Re: Possible race condition with deferred binding on IPF

From: Cary Coutant <>
Date: 2004-03-09 04:15:44
> Converting the ld8 to a ld8.acq is a simple matter of changing the
> second line of this array to
>   0x00, 0x41, 0x3c, 0x70, 0x29, 0xc0,  /*               ld8.acq 
> r16=[r15],8 */

Yes, this is the same bit pattern Steve Ellcey and I came up with.

> 1) If I assemble the sample code above, using GAS 2.14, the first byte
>    of the first bundle is 0a, not 0b.  Hex-editing it to 0b doesn't
>    seem to make any difference to the disassembly, but I would like to
>    know if there is a difference anyway.

As you discovered, that's just a missing stop bit.

> 2) There is another code sequence synthesized by the linker that might
>    need the same treatment:
> static const bfd_byte plt_header[PLT_HEADER_SIZE] =
> {
>   0x0b, 0x10, 0x00, 0x1c, 0x00, 0x21,  /*   [MMI]       mov r2=r14;;   
>     */
>   0xe0, 0x00, 0x08, 0x00, 0x48, 0x00,  /*               addl r14=0,r2  
>     */
>   0x00, 0x00, 0x04, 0x00,              /*               nop.i 0x0;;    
>     */
>   0x0b, 0x80, 0x20, 0x1c, 0x18, 0x14,  /*   [MMI]       ld8 
> r16=[r14],8;;  */
>   0x10, 0x41, 0x38, 0x30, 0x28, 0x00,  /*               ld8 
> r17=[r14],8    */
>   0x00, 0x00, 0x04, 0x00,              /*               nop.i 0x0;;    
>     */
>   0x11, 0x08, 0x00, 0x1c, 0x18, 0x10,  /*   [MIB]       ld8 r1=[r14]   
>     */
>   0x60, 0x88, 0x04, 0x80, 0x03, 0x00,  /*               mov b6=r17     
>     */
>   0x60, 0x00, 0x80, 0x00               /*               br.few b6;;    
>     */
> };

This code does not need to be patched.
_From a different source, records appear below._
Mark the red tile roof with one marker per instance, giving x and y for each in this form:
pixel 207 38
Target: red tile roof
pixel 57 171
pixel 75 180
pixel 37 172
The two words loaded here point 
to the dynamic loader's BOR routine. The dynamic loader must provide 
the proper values in the linkage table before the program can run; 
these values will not change, so the ordering isn't important. Adding 
an ld.acq here would unnecessarily slow the code down.

> I have a related question.  It seems to me that the canonical form of
> the PLT entries has not been optimized quite as much as it could be.
> In particular, the use of r14 as the pointer to the function
> descriptor seems suboptimal.  As I read the document, this register is
> dead after it's used to load the global pointer.  If r2 were used
> instead, I think PLT0 could be tightened up a bit, at the cost of
> pushing the PLT_RESERVE pointer load into the secondary PLT entries
> (where there is a free bundle slot - the cost is in having to update
> all of them at load time, but then, that has to happen anyway to set
> up the PLT index).

I don't see anything wrong with you're reasoning, but changing this 
will have a binary compatibility impact, as the copy of gp to r14 is 
now part of the ABI, and will be present in inlined import stubs in 
existing .o files. I don't think gcc generates inlined import stubs at 
the moment, but I think Intel's compiler does.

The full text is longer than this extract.